Federal and state OPCs continued to monitor numerous Muslim groups, including the terrorist groups ISIS, Hizballah, and Hamas as well as groups such as Turkish Hizballah, Hizb ut-Tahrir, Tablighi Jama’at, Millatu Ibrahim, the Islamic Center Hamburg, the Muslim Brotherhood, Milli Gorus, and various Salafist movements. Hamburg opposition parties and civil society actors continued to advocate an end to Hamburg’s formal relationship with the “Islamic Center,” which they described as an important Iranian regime asset.

In May, the OPC in Saxony reported it was monitoring two mosques that it said were dominated by Salafists.

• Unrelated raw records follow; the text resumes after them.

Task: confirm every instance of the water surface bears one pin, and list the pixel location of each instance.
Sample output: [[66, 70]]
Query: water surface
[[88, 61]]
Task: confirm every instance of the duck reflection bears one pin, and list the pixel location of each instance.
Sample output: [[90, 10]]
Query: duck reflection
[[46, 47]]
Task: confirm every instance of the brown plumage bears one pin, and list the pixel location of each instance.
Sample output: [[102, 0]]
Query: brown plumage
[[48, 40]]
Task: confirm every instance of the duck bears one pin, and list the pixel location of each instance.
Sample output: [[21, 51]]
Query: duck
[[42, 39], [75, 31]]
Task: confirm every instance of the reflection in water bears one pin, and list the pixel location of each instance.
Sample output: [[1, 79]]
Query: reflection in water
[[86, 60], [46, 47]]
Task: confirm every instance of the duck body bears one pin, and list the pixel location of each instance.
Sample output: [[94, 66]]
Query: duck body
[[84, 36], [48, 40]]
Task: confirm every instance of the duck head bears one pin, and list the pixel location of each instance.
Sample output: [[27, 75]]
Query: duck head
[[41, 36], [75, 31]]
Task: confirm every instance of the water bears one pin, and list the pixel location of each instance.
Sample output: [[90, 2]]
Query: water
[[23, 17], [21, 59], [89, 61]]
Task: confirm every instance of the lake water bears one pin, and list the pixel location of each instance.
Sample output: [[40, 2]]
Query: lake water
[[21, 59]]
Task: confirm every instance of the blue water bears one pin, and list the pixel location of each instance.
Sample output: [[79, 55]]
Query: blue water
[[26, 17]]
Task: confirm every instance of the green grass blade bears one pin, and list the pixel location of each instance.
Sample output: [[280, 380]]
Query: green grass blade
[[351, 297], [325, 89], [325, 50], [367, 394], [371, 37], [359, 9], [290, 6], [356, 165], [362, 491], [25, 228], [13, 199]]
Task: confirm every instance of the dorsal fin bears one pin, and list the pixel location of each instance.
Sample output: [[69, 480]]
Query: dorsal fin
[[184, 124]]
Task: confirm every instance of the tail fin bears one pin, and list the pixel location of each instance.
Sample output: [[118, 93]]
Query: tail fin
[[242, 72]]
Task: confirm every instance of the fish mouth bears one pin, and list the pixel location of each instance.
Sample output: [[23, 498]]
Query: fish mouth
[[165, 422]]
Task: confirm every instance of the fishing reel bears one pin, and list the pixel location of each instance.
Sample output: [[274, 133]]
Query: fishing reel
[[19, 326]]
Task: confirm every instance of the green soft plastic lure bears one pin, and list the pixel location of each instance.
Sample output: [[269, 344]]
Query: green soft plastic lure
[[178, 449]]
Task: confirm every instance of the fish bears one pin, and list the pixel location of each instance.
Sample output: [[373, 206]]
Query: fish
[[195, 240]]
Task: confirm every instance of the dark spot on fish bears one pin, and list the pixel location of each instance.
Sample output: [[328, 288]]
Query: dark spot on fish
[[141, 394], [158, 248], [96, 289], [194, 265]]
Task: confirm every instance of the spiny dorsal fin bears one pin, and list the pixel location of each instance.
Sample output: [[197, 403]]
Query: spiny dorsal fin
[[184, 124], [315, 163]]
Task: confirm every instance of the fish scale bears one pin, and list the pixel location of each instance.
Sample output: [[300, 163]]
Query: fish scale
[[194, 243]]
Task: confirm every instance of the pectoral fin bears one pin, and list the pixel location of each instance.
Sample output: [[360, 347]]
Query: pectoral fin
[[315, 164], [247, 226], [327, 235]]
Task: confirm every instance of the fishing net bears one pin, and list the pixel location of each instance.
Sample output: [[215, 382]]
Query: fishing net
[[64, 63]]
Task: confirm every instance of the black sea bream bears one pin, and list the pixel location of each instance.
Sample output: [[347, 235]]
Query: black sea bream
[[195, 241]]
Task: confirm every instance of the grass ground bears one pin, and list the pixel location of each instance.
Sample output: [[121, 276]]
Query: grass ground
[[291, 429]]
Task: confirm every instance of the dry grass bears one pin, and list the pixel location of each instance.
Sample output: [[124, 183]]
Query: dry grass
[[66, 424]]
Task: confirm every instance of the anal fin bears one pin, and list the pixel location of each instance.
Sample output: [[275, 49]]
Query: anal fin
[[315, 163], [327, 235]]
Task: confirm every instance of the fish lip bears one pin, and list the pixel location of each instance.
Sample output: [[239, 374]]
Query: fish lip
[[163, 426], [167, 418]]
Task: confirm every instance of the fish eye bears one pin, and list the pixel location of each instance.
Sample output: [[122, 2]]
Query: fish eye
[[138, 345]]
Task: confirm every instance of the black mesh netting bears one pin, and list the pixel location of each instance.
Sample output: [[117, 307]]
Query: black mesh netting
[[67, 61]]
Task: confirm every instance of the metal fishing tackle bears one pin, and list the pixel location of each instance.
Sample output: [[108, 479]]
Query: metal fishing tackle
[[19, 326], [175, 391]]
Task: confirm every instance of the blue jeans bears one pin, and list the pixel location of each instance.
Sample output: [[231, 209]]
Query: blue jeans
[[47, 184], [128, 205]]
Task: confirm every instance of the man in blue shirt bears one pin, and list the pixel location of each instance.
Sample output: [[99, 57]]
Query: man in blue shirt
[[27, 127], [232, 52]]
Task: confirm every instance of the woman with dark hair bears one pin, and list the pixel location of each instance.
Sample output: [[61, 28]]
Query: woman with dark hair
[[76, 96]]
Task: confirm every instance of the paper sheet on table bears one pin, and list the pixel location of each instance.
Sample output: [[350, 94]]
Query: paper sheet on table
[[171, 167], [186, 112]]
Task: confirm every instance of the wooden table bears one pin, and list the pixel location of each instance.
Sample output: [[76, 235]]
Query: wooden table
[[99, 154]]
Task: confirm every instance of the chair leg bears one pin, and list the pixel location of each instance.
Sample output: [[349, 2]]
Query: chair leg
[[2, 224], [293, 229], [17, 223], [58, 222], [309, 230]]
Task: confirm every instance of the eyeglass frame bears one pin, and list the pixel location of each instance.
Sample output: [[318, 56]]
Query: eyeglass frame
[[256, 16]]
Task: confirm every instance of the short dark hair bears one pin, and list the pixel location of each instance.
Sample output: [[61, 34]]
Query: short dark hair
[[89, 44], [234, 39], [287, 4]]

Groups under OPC observation continued to say that OPC scrutiny implied they were extremist and that this constrained their ability to apply for publicly funded projects.

Germany assumed the rotating presidency of the Council of the European Union in July, and consistent with its commitment to prioritize the fight against anti-Semitism, it organized an online conference November 18 on combating anti-Semitism and hate speech, and two weeks later, the council unanimously approved a declaration mainstreaming the fight against anti-Semitism across all policy areas. The council also published the largest survey ever conducted among European Jews on their perceptions and experiences of anti-Semitism.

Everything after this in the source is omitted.